Japanese investment giant SoftBank Group has raised $3.6 billion through a bond sale, highlighting its continued push into artificial intelligence while managing increasing financing costs. The latest fundraising move reflects the company’s strategy to secure capital as it accelerates investments in next-generation technologies.
The bond issuance included $1.5 billion in US dollar-denominated notes along with €1.75 billion worth of euro-denominated bonds. This multi-currency approach allows the company to tap into global debt markets and diversify its funding sources while maintaining liquidity for its expanding portfolio.
Notably, SoftBank’s 10-year dollar bond carried an 8.5% coupon, marking the highest rate the company has offered for such debt instruments. The elevated coupon underscores the growing cost of borrowing, as investors demand higher returns in response to the firm’s aggressive investment strategy and associated risks.
The fundraising comes at a time when SoftBank is significantly increasing its exposure to artificial intelligence, including major investments across its portfolio and continued backing of leading AI companies.
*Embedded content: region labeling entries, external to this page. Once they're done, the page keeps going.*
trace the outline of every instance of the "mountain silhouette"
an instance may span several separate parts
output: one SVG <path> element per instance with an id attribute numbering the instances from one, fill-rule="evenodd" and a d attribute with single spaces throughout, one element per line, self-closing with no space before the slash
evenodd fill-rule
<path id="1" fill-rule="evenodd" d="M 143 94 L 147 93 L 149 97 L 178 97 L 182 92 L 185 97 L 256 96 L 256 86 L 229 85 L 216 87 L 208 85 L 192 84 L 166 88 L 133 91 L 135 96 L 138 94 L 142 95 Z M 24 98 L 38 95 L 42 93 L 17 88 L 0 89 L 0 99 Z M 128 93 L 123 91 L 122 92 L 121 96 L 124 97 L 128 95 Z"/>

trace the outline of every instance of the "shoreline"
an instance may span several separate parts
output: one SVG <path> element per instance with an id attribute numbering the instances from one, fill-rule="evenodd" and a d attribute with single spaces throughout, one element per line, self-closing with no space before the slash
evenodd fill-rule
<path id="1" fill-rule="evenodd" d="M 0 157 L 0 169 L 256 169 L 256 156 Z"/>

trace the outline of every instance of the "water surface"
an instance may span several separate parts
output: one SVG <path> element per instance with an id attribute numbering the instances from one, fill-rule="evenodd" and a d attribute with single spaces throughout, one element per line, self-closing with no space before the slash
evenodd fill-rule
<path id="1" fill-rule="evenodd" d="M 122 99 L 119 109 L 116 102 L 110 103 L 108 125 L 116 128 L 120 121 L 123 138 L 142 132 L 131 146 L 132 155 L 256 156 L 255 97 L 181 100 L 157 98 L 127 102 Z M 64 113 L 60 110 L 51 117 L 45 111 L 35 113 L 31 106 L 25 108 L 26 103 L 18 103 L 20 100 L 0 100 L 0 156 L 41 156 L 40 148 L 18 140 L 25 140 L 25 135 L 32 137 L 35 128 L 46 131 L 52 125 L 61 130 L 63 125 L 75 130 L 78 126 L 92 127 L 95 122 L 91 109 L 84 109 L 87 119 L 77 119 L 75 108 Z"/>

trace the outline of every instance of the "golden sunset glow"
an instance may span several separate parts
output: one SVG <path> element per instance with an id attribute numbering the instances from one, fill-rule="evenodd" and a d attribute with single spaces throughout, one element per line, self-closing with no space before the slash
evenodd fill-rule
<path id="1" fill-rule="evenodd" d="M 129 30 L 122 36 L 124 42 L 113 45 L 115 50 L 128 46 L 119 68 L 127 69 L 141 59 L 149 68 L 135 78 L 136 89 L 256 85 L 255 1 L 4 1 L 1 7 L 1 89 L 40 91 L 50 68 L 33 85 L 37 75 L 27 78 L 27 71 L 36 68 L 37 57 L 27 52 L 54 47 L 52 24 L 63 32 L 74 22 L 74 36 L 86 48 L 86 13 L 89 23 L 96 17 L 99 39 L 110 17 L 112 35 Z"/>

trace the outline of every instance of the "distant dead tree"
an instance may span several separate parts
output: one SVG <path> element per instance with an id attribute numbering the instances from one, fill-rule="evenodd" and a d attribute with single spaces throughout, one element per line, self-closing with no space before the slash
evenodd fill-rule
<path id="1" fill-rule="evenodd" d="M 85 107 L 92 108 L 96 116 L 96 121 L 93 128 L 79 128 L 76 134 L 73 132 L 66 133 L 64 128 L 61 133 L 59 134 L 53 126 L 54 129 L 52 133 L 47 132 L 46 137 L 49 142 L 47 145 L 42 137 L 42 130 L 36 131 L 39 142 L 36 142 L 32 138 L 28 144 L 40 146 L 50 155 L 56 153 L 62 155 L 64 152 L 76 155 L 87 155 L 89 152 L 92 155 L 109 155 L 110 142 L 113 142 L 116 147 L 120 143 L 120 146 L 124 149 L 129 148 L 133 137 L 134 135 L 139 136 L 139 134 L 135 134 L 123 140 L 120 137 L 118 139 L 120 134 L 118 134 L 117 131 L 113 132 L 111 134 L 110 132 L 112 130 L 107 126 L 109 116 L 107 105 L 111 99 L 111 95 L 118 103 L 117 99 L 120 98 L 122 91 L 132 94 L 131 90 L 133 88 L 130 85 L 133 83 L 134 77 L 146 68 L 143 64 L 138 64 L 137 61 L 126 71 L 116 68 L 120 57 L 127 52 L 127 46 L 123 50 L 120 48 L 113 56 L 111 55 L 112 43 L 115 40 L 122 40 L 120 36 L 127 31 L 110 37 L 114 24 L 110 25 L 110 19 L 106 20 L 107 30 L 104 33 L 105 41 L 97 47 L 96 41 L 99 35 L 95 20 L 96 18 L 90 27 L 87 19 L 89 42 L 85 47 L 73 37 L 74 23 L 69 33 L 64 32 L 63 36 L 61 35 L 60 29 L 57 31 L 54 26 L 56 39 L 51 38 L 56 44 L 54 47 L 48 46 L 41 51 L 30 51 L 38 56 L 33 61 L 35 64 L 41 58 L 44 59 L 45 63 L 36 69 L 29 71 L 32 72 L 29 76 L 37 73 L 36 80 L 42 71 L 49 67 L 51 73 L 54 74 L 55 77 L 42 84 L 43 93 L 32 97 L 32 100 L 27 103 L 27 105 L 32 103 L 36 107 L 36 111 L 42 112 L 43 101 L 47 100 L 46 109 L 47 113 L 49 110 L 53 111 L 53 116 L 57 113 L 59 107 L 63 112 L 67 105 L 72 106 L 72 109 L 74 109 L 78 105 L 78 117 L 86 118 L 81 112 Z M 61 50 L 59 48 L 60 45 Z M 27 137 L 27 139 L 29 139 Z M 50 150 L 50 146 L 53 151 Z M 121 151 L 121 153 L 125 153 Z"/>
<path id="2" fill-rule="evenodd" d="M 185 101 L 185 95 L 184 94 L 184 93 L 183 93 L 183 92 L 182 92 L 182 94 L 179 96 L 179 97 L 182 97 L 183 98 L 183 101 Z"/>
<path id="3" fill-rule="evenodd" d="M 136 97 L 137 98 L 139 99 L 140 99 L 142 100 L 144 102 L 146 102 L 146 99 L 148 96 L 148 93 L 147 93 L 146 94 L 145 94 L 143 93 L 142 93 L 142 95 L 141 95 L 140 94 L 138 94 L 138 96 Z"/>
These investments are expected to drive long-term growth but have also contributed to rising scrutiny from credit rating agencies and market analysts regarding the company’s leverage levels.
Despite the higher borrowing costs, the bond sale demonstrates strong investor appetite for SoftBank’s debt offerings. The company has consistently accessed capital markets to fund its ambitious initiatives, balancing risk with the potential for high returns from emerging technologies such as AI, robotics, and semiconductor innovation.
As competition in the global AI space intensifies, SoftBank’s latest bond issuance signals its determination to remain a key player in the sector. However, the increasing cost of capital highlights the financial pressures that come with sustaining large-scale investments in rapidly evolving and capital-intensive industries.